The first successful continuous malaria culture was established in 1976 by William Trager and James B. Jensen, which facilitated research into the molecular biology of the parasite and the development of new drugs substantially. By using increasing volumes of culture medium, one can grow P.falciparum to higher parasitemia (above 10%).[125][126]
The use of antigen-based malaria rapid diagnostic tests (RDTs) was pioneered in the 1980s.[127] Giemsa microscopy and RDTs represent the two diagnostics most likely to have the largest impact on malaria control today. Rapid diagnostic tests for malaria do not require any special equipment and offer the potential to extend accurate malaria diagnosis to areas when microscopy services are not available.[128][129]
Drug resistance poses a growing problem in the treatment of malaria in the 21st century, since resistance is now common against all classes of antimalarial drugs, with the exception of the artemisinins.[130] This situation has resulted in the treatment of resistant strains becoming increasingly dependent on this class of drugs. However, the artemisinins are expensive, which limits their use in the developing world.[118] Worrisome evidence is now emerging of malaria on the Cambodia-Thailand border that are resistant to combination therapies that include artemisinins, which raises the possibility that strains of malaria may have evolved that are untreatable with currently-available drugs.[131][132] Exposure of the parasite population to artemisinin monotherapies in subtherapeutic doses for over 30 years, and the availability of substandard artemisinins, have probably been the main driving force in the selection of the resistant phenotype in the region.[133]

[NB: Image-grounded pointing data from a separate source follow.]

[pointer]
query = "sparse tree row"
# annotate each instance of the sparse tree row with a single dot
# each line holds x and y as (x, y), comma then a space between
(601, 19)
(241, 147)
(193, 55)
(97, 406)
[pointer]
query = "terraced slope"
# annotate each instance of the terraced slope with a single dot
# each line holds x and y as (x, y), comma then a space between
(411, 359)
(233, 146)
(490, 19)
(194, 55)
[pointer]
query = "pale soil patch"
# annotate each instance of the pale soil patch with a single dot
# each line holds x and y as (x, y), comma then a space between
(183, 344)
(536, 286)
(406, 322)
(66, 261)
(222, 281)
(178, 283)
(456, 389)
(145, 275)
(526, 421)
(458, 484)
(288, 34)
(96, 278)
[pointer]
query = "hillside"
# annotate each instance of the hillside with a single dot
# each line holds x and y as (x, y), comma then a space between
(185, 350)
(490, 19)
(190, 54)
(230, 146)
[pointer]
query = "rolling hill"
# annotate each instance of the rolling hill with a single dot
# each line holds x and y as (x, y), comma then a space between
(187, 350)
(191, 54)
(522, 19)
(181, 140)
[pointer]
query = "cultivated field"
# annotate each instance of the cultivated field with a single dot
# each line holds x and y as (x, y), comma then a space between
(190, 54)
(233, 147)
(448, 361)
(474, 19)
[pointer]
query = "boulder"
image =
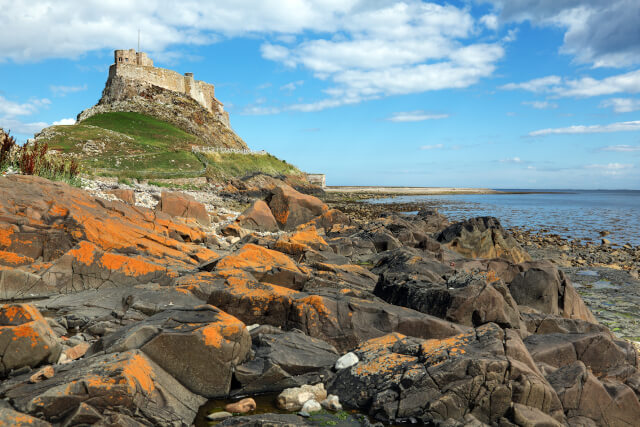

The application of genomics to malaria research is now of central importance. With the sequencing of the three genomes of the malaria parasite P.falciparum, one of its vector Anopheles gambiae, and the human genome, the genetics of all three organisms in the malaria lifecycle can now be studied.[134] This breakthrough is expected to produce advances in the understanding of the interactions between the parasite and its human host—such as between virulence factors and the human immune system—as well as allowing the identification of the factors that restrict one species of parasite to one or a few species of mosquitoes. It is likely that these will eventually lead to new therapeutic approaches.[135][136] Another new application of genetic technology is the ability to produce genetically-modified mosquitoes that are unable to transmit malaria, allowing biological control of malaria transmission.[137]
The World Health Organization (WHO) recommends Indoor residual spraying as one of three primary means of malaria control, the others being use of insecticide-treated mosquito nets (ITNs) and prompt treatment of confirmed cases with artemisinin-based combination therapies (ACTs). In 2000, only 1.7 million (1.8%) African children living in stable malaria-endemic conditions were protected by an ITN. That number increased to 20.3 million (18.5%) African children using ITNs by 2007, leaving 89.6 million children unprotected.[138] An increased percentage of African households (31%) are estimated to own at least one ITN in 2008 (WHO World Malaria Report 2009). Most nets are impregnated with pyrethroids, a class of insecticides with particularly low toxicity. Dow AgroSciences developed a microencapsulated formulation of the organophosphate chlorpyrifos methyl as a cost-effective, long-lasting alternative to DDT. As an Indoor residual spraying against pyrethroid resistant mosquitoes chlorpyrifos methyl outperformed DDT and lambdacyhalothrin.[139] Organizations such as the Clinton Foundation continue to supply anti-malarial drugs to Africa and other affected areas; according to director Inder Singh, in 2011 more than 12 million individuals will be supplied with subsidized anti-malarial drugs.[140] Other organizations, such as Malaria No More continue distribution of more broad-based prophylaxis.